Come ho già accennato, l'imperatore soffre di un evidente delirium magnitudinis, forma di megalomania che non lo rende certo simpatico; a questo lato caratteriale che rasenta la follia, si aggiungono due indizi di colpevolezza:
1. il desiderio, più volte espresso, di fondare una nuova Roma e di chiamarla Neropoli
2. l'acquisto, pochi mesi prima dell'incendio e a basso costo, di una vastissima area tra Esquilino e Palatino (sulla quale si estenderà parte della Domus Aurea).
Tanta "carne" da mettere al fuoco per sfamare i più pettegoli.
Ma torniamo agli storici antichi.
Che ne pensano?
Dice Svetonio:
Disgustato dalla bruttezza dei vecchi edifici e dalle strade tutte strettoie e curve, [Nerone] dette fuoco alla città (...) aveva perfino progettato di costruire una nuova Roma e di chiamarla Neropoli.
Della stessa opinione è Cassio Dione:
Nerone sentì il desiderio di realizzare quello che aveva sempre sperato e cioè mandare in rovina l'intera città fintanto che era in vita (...) Perciò incaricò segretamente alcuni uomini che, comportandosi come se fossero ubriachi, appiccarono focolai d'incendio in più parti di Roma.
Dulcis in fundo, la conferma del già citato Tacito:
Nerone sfruttò il disastro cittadino per costruirsi una sontuosa dimora, dove non tanto erano da ammirare gemme ed ori (ricchezza divenuta perfino banale per uno che si chiamava Nerone), quanto terreni coltivati e laghi, parchi con foreste, spazi e prospettive: opera dei fantasiosi architetti Severo e Celere, la cui geniale arditezza si sbizzarriva nel realizzare con l'arte ciò che non offriva la natura e nell'allegro sperpero delle ricchezze del principe.
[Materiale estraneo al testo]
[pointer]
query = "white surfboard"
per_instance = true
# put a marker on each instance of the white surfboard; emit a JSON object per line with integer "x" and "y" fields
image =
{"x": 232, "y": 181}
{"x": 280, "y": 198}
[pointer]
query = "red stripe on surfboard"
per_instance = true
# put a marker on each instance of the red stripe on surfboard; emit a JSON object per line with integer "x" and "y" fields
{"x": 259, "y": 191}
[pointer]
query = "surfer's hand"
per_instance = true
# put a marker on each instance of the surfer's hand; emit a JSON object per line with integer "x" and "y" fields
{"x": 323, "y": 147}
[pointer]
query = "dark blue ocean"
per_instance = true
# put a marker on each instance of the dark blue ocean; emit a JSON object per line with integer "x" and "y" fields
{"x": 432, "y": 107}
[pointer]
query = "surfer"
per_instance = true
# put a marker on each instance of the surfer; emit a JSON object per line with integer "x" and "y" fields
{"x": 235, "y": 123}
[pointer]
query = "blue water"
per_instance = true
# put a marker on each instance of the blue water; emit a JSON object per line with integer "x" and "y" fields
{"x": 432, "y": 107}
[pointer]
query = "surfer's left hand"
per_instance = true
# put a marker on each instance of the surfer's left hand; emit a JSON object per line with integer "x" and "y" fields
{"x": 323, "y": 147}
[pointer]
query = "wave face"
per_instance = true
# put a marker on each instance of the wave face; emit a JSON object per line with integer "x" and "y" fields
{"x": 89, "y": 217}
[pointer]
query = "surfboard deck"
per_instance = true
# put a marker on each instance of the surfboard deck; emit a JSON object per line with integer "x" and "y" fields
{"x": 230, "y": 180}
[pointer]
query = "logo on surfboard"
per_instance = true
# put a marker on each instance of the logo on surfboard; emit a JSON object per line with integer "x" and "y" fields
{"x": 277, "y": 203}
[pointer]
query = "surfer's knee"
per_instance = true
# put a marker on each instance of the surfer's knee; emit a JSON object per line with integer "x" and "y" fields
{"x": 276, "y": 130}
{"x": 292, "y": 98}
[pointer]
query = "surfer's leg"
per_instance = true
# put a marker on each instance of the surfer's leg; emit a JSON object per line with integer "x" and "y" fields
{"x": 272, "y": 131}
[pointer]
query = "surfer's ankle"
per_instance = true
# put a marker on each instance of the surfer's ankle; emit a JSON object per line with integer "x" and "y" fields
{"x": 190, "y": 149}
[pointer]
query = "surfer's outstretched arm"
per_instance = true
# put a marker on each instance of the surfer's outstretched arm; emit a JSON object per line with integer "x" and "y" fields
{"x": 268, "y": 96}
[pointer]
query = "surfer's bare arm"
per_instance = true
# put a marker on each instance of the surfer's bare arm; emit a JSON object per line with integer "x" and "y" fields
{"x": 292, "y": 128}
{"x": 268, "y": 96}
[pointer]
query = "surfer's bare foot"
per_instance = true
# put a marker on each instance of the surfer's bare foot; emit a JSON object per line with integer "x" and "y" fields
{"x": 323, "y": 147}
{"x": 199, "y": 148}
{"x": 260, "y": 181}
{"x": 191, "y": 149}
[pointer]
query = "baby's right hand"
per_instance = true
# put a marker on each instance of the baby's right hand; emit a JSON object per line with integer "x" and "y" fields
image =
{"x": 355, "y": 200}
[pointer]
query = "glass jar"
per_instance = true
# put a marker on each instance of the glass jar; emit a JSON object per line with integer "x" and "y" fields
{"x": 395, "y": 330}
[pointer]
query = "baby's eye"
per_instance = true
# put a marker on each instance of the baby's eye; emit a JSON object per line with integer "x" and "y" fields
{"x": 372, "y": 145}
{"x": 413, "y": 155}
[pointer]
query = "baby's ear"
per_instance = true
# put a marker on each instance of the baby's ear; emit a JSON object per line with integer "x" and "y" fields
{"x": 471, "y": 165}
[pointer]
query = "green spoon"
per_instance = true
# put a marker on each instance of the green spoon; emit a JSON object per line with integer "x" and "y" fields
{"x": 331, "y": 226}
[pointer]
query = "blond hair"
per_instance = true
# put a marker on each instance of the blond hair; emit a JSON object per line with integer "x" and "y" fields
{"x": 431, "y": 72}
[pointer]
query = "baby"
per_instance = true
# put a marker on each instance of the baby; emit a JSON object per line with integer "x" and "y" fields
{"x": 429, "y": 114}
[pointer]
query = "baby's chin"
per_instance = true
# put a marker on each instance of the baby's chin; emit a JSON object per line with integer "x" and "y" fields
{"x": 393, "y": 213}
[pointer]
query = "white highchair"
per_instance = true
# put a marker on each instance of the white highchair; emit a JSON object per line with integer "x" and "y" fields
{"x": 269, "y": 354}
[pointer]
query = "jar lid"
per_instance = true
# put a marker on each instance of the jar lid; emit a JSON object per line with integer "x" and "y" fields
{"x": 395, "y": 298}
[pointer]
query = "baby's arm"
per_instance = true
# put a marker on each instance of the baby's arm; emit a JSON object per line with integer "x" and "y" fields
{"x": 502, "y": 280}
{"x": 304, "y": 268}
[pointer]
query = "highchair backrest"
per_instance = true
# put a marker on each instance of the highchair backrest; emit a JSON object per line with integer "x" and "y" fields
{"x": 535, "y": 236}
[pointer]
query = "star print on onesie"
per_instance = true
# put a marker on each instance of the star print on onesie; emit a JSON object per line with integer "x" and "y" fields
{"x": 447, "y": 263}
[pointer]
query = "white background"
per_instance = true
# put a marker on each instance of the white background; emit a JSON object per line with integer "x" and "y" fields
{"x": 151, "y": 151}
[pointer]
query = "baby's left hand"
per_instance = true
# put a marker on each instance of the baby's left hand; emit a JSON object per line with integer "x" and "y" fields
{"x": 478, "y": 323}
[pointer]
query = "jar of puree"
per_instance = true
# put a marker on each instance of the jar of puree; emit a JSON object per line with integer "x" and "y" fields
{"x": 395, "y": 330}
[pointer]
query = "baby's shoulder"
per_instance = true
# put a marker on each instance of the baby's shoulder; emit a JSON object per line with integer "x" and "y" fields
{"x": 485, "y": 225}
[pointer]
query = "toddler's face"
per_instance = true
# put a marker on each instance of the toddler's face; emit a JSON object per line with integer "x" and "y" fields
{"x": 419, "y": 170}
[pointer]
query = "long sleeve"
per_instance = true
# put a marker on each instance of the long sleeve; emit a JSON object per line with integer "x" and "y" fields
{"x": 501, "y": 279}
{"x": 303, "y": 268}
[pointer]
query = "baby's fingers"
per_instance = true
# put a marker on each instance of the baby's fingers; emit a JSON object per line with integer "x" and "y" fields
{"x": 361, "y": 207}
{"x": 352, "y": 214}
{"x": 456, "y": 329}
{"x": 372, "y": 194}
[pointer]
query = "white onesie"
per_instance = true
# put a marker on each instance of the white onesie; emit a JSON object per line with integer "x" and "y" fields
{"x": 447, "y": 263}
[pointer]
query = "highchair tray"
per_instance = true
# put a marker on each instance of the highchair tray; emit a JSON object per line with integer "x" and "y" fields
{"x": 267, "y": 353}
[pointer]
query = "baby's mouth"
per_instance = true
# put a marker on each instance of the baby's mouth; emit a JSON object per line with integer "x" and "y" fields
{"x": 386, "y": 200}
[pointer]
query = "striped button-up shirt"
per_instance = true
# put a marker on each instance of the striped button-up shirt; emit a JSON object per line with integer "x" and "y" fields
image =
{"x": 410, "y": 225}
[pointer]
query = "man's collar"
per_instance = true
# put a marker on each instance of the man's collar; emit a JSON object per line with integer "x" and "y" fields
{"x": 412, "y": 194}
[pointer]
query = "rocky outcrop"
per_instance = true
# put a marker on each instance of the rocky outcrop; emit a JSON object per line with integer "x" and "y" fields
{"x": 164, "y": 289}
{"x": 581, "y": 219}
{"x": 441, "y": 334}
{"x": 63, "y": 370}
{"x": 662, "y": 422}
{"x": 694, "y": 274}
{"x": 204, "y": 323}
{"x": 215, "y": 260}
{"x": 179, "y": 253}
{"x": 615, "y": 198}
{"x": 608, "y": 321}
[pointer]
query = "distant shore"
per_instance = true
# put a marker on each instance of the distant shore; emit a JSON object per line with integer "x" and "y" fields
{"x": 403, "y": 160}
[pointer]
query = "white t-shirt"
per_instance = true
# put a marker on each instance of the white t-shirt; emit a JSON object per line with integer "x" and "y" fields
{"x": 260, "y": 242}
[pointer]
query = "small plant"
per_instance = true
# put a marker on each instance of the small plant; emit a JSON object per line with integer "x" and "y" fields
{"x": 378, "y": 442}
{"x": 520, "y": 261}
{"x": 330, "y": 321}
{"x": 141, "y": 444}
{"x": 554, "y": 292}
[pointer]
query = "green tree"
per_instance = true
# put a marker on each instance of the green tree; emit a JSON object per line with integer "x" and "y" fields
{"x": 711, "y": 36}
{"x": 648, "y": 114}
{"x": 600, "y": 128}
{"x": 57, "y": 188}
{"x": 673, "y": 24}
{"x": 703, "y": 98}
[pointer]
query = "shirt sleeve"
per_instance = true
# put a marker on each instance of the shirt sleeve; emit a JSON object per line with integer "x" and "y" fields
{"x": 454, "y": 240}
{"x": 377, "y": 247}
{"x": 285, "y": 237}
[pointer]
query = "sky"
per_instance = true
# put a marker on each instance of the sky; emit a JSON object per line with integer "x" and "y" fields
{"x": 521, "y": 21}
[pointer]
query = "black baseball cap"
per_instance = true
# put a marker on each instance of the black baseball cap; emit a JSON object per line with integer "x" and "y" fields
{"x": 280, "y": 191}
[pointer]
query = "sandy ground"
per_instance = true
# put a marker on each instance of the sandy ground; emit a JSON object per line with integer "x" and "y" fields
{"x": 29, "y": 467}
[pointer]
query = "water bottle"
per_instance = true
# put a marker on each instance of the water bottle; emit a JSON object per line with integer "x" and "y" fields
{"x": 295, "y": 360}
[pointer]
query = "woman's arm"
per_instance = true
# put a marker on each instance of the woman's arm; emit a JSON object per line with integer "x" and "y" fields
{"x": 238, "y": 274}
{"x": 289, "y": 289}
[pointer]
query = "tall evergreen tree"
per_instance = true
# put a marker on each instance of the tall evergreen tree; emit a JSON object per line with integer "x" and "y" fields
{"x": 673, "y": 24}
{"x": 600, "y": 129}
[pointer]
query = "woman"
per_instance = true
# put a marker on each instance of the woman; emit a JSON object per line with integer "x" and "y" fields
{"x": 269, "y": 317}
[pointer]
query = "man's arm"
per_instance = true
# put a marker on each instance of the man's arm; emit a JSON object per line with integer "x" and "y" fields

Incendi 217 e 250 dopo Cristo
Nel 217, un incendio, innescato presumibilmente da un fulmine, fece crollare le strutture superiori; i lavori di restauro fecero chiudere il Colosseo per ben cinque anni, dal 217 al 222; in questo periodo i giochi si trasferirono al Circo Massimo. I lavori di restauro furono iniziati sotto Eliogabalo (218-222) e portati avanti da Alessandro Severo, il quale rifece il colonnato sulla summa cavea. L'edificio fu riaperto nel 222, ma solo sotto Gordiano III i lavori poterono dirsi conclusi. Un altro incendio causato da un fulmine fu all'origine dei lavori di riparazione ordinati dall'imperatore Decio nel 250.
Incendio ai giorni nostri
Il monumento è stato preso di mira da una giovane danese da un argentino per sedare la loro insana passione: creare incendi. Hanno già maturato una certa esperienza in materia avendo incendiato non molto tempo fa il museo di arte contemporanea ARoS a Copenhagen, e non si sono fernati neanche davanti alla cattedrale di Copenhagen, infatti hanno incendiato anche la Vor Frue Kirke. Ma le atmosfere nordiche scarsamente popolate non era più sufficiente e allora hanno continuato l'opera incendiando edifici di vario genere a Berlino poi a Francoforte e ancora a Kiev e giunto il mese di settembre sono arrivati a Roma con un chiodo fisso: incendiare il Colosseo, o almeno una parte di esso. Ce l'hanno fatta ! Chi si è trovato nella notte tra il 17 e il 19 settembre 2010 nei pressi del noto monumento è rimasto a bocca aperta per lo spettacolo offerto dalle fiamme innescate dai due geniali piromani che hanno dichiarato di avere grandi progetti: bruciare l'Altare della Patria, il Pantheon.